Melody S. Gee

from Back Home

 

The countryside of Canton was silent. It was a deep, heavy silence that swallowed us whole every time we stopped to let a herd of cows cross from one field to another. I put my head out the window at each stop and listened to the emptiness around us. The cows seemed to move across the road noiselessly; the clang of their bells lasted less than an instant before being sucked into the same enormous vacuum that silenced us, our breathing, our every move.
      Uncle Moon balanced on his motorcycle with the tip of his left foot as he let a large herd pass, followed by a man flicking his thin switch against their rumps. We passed rice and sugarcane fields, orchards drooping with almonds and pears. Lonely houses appeared now and then among all the tame, trimmed wilderness.
      A scene through my window: three men bending over a row of new seeds, maybe squash or spinach, each wearing a white shirt and wide bamboo hat. They all rise at the same time to turn and look at our caravan of rusty chicken trucks piled with luggage, trailing after a motorcycle. They all lean against their wooden hoes and draw a free hand up to shade their eyes. We watch each other, these three men and I, until the kicked-up dust and distance becomes too much for us to press our gazes through any longer.

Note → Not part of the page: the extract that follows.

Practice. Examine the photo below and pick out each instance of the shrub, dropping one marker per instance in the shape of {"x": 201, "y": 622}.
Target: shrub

      The village came upon us suddenly, after nearly an hour of driving. First a fence, then a single, slouching outhouse were the only signs of people out there in the dense, infinite farmland. Then we were surrounded: gray cement houses standing close together, chicken coops, barns, fields of goats, and people everywhere. Children running, elders squatting around mah-jong boards, men on bicycles, women wrangling animals. People stopped and stared, then encircled us. There was, all at once and out of nowhere, chaos around us. All of it was happening in a language I hardly knew.
      My mother gave out every last shirt and pair of socks to the children looking up at her with their dusty, sunburned faces. I stood there as they fingered my jeans and prodded my sneakers, calling me Auntie and Miss. I tried to talk to them in my hesitant Cantonese but could only form broken questions about their names and ages. As we were turning to leave I said, because I was unsure of how to say goodbye correctly, See you tomorrow.

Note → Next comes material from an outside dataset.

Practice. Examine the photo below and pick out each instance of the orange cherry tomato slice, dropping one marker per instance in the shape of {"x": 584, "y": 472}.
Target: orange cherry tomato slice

      My mother sighed at the group of children as we turned to leave them.
     “Such a poor country. No money for nothing, not even socks. Nothing clean for them. Hard to live like this when you are young.”
      Our bags on our backs, we began walking in a line behind Uncle Moon. We kept walking even after the road disappeared, ducking under low branches, following a road no wider than a bicycle tire. I heard Uncle Moon’s voice come from the front of the line, almost in a chant. Straining to catch his words, I realized he was calling out the names of the families whose homes we were passing. Chang Farm; Old Lum Farm; Old Lady Bo’s House: a gray, square building; a two-story, white house with worn shutters; a shack with a red tarp over the doorway. My mother had been quiet during the drive and still hadn’t said anything more to her brother than his name at the station.